Friday, September 27, 2024

Because service in the Illinois General Assembly did not come with enough perks already....

Reminiscent of the late Sydney J. Harris, here's a thing I learned en route to looking up other things....

Effective January 1, 2025, the Illinois Supreme Court has amended Supreme Court Rule 795 (CLE accreditation standards and hours), by adding a new subsection (d)(13), which provides:
Service as Elected or Appointed Member of the Illinois General Assembly. An attorney elected or appointed to the Illinois General Assembly earns three hours of general MCLE credit by attending at least one day of one qualifying legislative session.

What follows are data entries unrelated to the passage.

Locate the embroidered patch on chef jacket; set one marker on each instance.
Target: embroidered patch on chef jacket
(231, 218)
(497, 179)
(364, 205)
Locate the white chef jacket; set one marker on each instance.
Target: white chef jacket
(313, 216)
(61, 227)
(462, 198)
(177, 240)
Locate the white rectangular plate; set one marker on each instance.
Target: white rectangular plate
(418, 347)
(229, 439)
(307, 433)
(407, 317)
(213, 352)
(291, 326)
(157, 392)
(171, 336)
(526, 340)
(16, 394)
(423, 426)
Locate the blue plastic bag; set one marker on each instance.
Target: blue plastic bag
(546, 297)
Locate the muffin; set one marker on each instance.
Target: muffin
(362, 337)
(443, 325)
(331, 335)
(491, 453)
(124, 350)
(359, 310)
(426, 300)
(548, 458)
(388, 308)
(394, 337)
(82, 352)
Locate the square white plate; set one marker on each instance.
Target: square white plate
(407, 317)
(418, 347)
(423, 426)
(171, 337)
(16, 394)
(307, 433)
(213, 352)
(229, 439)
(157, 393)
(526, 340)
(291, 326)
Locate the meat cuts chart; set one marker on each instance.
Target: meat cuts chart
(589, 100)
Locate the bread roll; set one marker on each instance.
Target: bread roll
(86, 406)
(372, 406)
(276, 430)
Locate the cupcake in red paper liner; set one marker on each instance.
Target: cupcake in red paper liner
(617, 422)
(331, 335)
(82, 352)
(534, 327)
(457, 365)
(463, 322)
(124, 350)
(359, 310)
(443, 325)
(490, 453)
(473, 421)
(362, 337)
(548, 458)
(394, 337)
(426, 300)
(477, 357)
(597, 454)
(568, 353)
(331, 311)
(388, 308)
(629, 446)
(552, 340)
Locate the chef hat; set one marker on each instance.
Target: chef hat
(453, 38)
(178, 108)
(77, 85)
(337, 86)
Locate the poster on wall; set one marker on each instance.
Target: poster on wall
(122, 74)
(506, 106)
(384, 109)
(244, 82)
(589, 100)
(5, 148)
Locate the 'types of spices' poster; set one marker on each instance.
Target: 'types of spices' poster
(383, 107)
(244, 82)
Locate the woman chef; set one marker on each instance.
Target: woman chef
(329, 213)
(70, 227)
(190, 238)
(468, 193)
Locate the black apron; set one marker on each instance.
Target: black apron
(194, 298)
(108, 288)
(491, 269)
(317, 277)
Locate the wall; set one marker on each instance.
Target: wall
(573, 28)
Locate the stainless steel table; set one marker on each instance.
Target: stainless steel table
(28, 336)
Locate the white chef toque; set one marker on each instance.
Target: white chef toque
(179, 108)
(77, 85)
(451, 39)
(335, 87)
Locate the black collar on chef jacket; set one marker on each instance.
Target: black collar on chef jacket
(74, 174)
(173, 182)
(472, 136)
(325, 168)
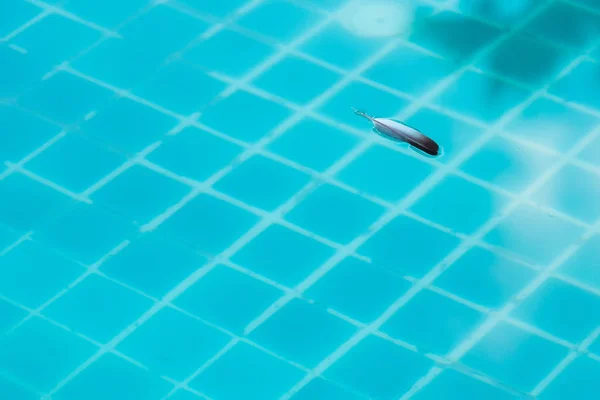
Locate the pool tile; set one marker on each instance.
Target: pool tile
(14, 13)
(286, 333)
(514, 357)
(29, 353)
(309, 80)
(355, 95)
(195, 154)
(320, 389)
(249, 123)
(581, 266)
(41, 39)
(561, 309)
(527, 60)
(373, 289)
(434, 323)
(31, 274)
(98, 308)
(181, 88)
(553, 125)
(108, 13)
(335, 46)
(378, 368)
(86, 233)
(22, 133)
(485, 278)
(229, 52)
(534, 235)
(258, 375)
(450, 382)
(24, 70)
(508, 164)
(75, 162)
(153, 264)
(454, 36)
(110, 377)
(262, 182)
(228, 298)
(54, 98)
(313, 144)
(209, 224)
(478, 96)
(566, 24)
(128, 125)
(579, 84)
(140, 194)
(571, 191)
(408, 247)
(292, 20)
(470, 205)
(398, 68)
(26, 205)
(578, 380)
(348, 216)
(173, 344)
(283, 255)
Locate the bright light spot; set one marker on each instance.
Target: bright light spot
(373, 18)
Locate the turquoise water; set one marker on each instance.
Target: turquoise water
(190, 210)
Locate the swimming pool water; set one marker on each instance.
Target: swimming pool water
(190, 210)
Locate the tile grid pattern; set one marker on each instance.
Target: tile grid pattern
(19, 168)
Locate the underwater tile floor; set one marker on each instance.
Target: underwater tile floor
(189, 209)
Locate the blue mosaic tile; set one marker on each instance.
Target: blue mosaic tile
(370, 172)
(430, 70)
(515, 357)
(533, 234)
(578, 379)
(262, 182)
(552, 125)
(228, 298)
(140, 194)
(349, 214)
(54, 28)
(421, 247)
(312, 80)
(570, 191)
(75, 163)
(313, 144)
(379, 368)
(581, 265)
(128, 125)
(86, 233)
(229, 52)
(373, 289)
(54, 98)
(479, 96)
(471, 205)
(485, 278)
(433, 323)
(250, 124)
(31, 274)
(29, 353)
(561, 309)
(153, 264)
(508, 164)
(208, 224)
(292, 20)
(109, 377)
(98, 308)
(173, 344)
(257, 375)
(283, 255)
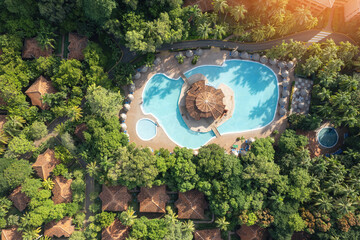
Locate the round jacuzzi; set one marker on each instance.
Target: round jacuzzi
(146, 129)
(327, 137)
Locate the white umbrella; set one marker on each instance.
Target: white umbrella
(123, 116)
(234, 53)
(245, 55)
(199, 52)
(256, 57)
(137, 75)
(285, 73)
(123, 126)
(273, 61)
(264, 59)
(130, 97)
(126, 107)
(189, 53)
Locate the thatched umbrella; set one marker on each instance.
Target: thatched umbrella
(144, 69)
(126, 107)
(264, 59)
(123, 127)
(285, 73)
(137, 76)
(123, 116)
(245, 55)
(199, 52)
(256, 57)
(189, 53)
(273, 61)
(234, 53)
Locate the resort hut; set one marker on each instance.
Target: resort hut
(234, 53)
(256, 57)
(282, 111)
(191, 205)
(123, 116)
(273, 61)
(199, 52)
(62, 228)
(157, 61)
(123, 127)
(281, 64)
(115, 198)
(126, 107)
(189, 53)
(285, 93)
(245, 55)
(285, 73)
(264, 59)
(144, 69)
(116, 231)
(207, 234)
(137, 76)
(153, 200)
(290, 64)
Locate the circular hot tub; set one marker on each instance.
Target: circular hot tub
(327, 137)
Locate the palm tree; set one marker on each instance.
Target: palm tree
(127, 217)
(222, 223)
(238, 12)
(48, 184)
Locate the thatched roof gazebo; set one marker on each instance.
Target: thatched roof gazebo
(203, 101)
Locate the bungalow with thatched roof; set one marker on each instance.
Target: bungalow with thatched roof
(115, 198)
(62, 190)
(116, 231)
(153, 199)
(253, 232)
(11, 234)
(38, 89)
(77, 44)
(208, 234)
(32, 49)
(19, 199)
(45, 163)
(62, 228)
(191, 205)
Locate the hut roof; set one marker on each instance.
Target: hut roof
(208, 234)
(45, 163)
(79, 131)
(32, 49)
(76, 46)
(19, 199)
(62, 228)
(153, 199)
(116, 231)
(11, 234)
(253, 232)
(203, 101)
(38, 89)
(62, 190)
(191, 205)
(115, 198)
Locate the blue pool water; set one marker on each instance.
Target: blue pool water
(328, 137)
(146, 129)
(256, 94)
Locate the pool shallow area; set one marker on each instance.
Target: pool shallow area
(328, 137)
(256, 95)
(146, 129)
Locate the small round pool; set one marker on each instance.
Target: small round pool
(327, 137)
(146, 129)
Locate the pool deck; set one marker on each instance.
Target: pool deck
(173, 69)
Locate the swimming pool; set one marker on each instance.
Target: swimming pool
(256, 95)
(146, 129)
(327, 137)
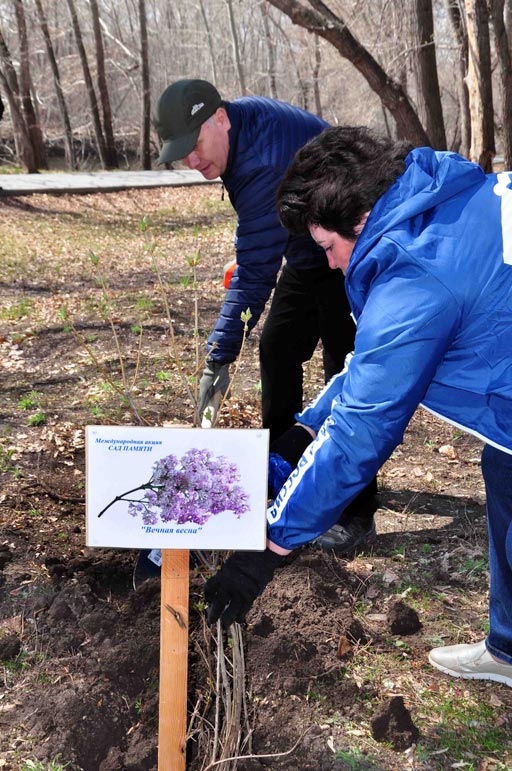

A "qualifying legislative session" is any official regular, special, or veto session of the Illinois General Assembly for which the member is present in the Illinois House of Representatives or Illinois Senate chambers or any official committee or subcommittee meeting of the Illinois House of Representatives or Illinois Senate for which the representative or senator is present. Credit for this attendance is limited to 3 hours for each qualifying legislative session and is capped at 12 hours in each two-year reporting period. There is no carryover of these credits to another two-year reporting period and no professional responsibility credit is available. The attorney must report the credit earned from this activity to the MCLE Board using the Board's online submission process no later than the reporting deadline for the reporting period in which the attorney earned the credit. Newly admitted attorneys do not earn Illinois MCLE credit under this provision.
It's not a complete get-out-of-CLE-free pass for lawyer-legislators: Hauling one's carcass down to Springfield and staying the day provides only a maximum of 12 of the required 30 CLE hours in any one reporting period (and only three in any given session) -- and the honorable member must still enter his or her attendance in the now-usual online manner (the dozen hours are not assumed or automatically conferred). Moreover, these are general credits only, meaning attendance doesn't count toward the various professional resopnsibility hours requirements.

Still... was there really a burning need for this? Were significant numbers of lawyer-legislators working so diligently on the people's business that they were failing to attend to their own CLE requirements? One guesses that Someone Important must have asked for this... but FWIW does not have the investigative resources to find out who that Someone Important might be.